Brik automatise la gestion locative liée à cette notion : quittances, encaissement, révision des loyers, charges et pré-comptabilité.
Pourquoi une régularisation annuelle est obligatoire
Quand le bail prévoit des provisions sur charges (le régime normal de la location vide), l'article 23 de la loi du 6 juillet 1989 impose une régularisation au moins annuelle : on compare ce que le locataire a versé en provisions avec les charges récupérables réellement dépensées, justificatifs à l'appui. Sans cette comparaison, les provisions n'ont aucune base légale durable.
La régularisation joue dans les deux sens : complément dû par le locataire si les provisions étaient insuffisantes, remboursement par le bailleur en cas de trop-perçu. Un bailleur qui « oublie » de régulariser pendant des années s'expose à devoir restituer des provisions non justifiées, la prescription étant de trois ans.
La procédure pas à pas
1) Rassemblez les dépenses récupérables de l'exercice : relevé de charges du syndic (colonne « récupérable »), factures d'entretien, TEOM sur l'avis de taxe foncière. 2) Calculez la part du locataire : totalité pour une maison individuelle, tantièmes ou clé de répartition en immeuble collectif, prorata temporis si le locataire est entré ou sorti en cours d'année. 3) Comparez aux provisions encaissées sur la même période.
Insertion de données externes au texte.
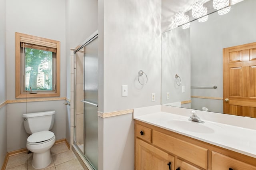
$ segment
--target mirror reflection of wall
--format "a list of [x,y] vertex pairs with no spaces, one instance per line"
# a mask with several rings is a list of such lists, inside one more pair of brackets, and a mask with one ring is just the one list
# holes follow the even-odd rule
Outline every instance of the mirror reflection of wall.
[[[206,22],[195,20],[188,29],[180,27],[162,34],[162,104],[191,100],[191,109],[202,110],[205,107],[208,111],[223,113],[222,50],[256,42],[255,6],[255,0],[245,0],[231,6],[225,15],[215,12]],[[175,84],[176,74],[182,80],[178,87]],[[190,91],[190,86],[214,85],[217,88],[191,88]],[[189,108],[190,105],[181,105]]]

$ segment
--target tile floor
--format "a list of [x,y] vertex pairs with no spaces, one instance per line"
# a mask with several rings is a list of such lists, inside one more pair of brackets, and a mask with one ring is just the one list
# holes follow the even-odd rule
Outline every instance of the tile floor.
[[[52,162],[44,170],[82,170],[83,167],[72,150],[68,150],[64,142],[55,144],[50,149]],[[6,170],[35,170],[31,162],[33,153],[22,153],[9,158]]]

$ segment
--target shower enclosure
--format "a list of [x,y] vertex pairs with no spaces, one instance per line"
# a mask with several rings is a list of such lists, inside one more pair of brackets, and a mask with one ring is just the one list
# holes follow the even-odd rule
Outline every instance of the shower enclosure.
[[74,52],[74,144],[94,170],[98,167],[98,47],[96,32]]

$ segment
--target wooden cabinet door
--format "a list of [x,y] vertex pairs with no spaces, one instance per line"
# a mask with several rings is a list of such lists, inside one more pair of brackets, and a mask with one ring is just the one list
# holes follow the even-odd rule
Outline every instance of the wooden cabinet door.
[[178,158],[176,159],[176,170],[200,170],[201,169]]
[[256,118],[256,43],[223,49],[223,112]]
[[135,157],[136,170],[174,169],[173,156],[138,138]]

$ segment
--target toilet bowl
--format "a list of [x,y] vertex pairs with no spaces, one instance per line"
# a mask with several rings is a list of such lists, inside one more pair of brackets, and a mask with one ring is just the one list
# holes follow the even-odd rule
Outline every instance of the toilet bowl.
[[43,131],[33,133],[27,140],[27,148],[33,152],[32,166],[35,169],[48,166],[52,161],[50,149],[56,141],[54,133]]
[[26,132],[31,134],[27,139],[27,148],[32,152],[32,166],[43,169],[52,161],[50,148],[56,140],[52,128],[55,111],[24,114],[23,122]]

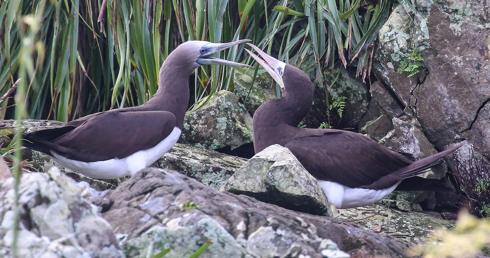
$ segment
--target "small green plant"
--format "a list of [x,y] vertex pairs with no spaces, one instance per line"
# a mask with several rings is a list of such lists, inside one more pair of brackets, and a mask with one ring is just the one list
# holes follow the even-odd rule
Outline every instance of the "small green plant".
[[[208,249],[208,247],[212,243],[213,241],[211,240],[209,240],[206,243],[204,243],[203,245],[201,245],[200,247],[196,250],[196,252],[191,255],[191,256],[189,257],[189,258],[197,258],[200,256],[200,255],[202,254],[202,252],[205,251],[206,249]],[[151,257],[151,258],[162,258],[165,256],[165,255],[168,254],[170,252],[170,249],[168,248],[164,249],[158,254]]]
[[341,118],[342,118],[342,113],[343,112],[343,108],[345,106],[345,102],[343,101],[345,99],[347,99],[345,97],[339,97],[333,99],[332,104],[328,106],[328,108],[331,110],[334,108],[336,108],[339,116]]
[[198,205],[196,205],[196,204],[191,202],[190,201],[188,201],[187,203],[184,203],[180,204],[180,209],[184,210],[184,209],[201,209],[202,208],[202,206],[199,206]]
[[326,122],[320,124],[320,126],[318,128],[318,129],[332,129],[332,126],[329,125]]
[[408,75],[408,77],[413,76],[418,72],[419,68],[425,67],[422,63],[422,61],[424,59],[420,55],[420,48],[412,48],[408,56],[400,61],[400,67],[398,67],[396,72],[400,74],[404,72],[408,72],[410,73]]
[[485,179],[476,179],[476,185],[475,186],[475,191],[477,193],[483,193],[488,191],[489,186],[490,186],[490,182]]

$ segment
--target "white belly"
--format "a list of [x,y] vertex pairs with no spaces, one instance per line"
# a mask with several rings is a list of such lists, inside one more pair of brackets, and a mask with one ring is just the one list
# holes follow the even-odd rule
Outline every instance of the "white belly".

4) Transmettez au locataire, un mois avant la régularisation, le décompte par nature de charges et le mode de répartition. 5) Encaissez le complément ou remboursez le trop-perçu, et 6) ajustez si besoin le montant des provisions mensuelles pour l'année suivante afin de coller aux dépenses constatées. Conservez les justificatifs à disposition du locataire pendant six mois.
Exemple chiffré complet
Appartement en copropriété loué toute l'année, provisions de 110 €/mois soit 1 320 €. Relevé du syndic : 1 480 € de charges récupérables (eau, chauffage collectif, ascenseur, entretien). TEOM : 190 €. Total récupérable : 1 670 €. Régularisation : 1 670 − 1 320 = 350 € dus par le locataire. Dans la foulée, les provisions passent à 140 €/mois (1 670 ÷ 12, arrondi) pour éviter le même écart l'an prochain.
Si le locataire était parti le 30 juin, on retiendrait 50 % des charges annuelles de l'immeuble (sauf relevés intermédiaires) et la TEOM au prorata de six mois. C'est ce type de calcul, fastidieux à la main, que Brik prépare automatiquement à partir des dépenses saisies et des provisions réellement encaissées.
Régularisation tardive : les règles à connaître
La régularisation reste possible dans la limite de trois ans (prescription de l'article 7-1 de la loi de 1989). Mais depuis la loi ALUR, si le bailleur régularise plus d'un an après l'exercice concerné, le locataire peut exiger un paiement échelonné sur douze mois — et la jurisprudence sanctionne les demandes non justifiées par un décompte détaillé.
Au départ du locataire, le bailleur peut conserver jusqu'à 20 % du dépôt de garantie dans l'attente de l'arrêté annuel des comptes de copropriété, à charge de régulariser dans le mois qui suit son approbation.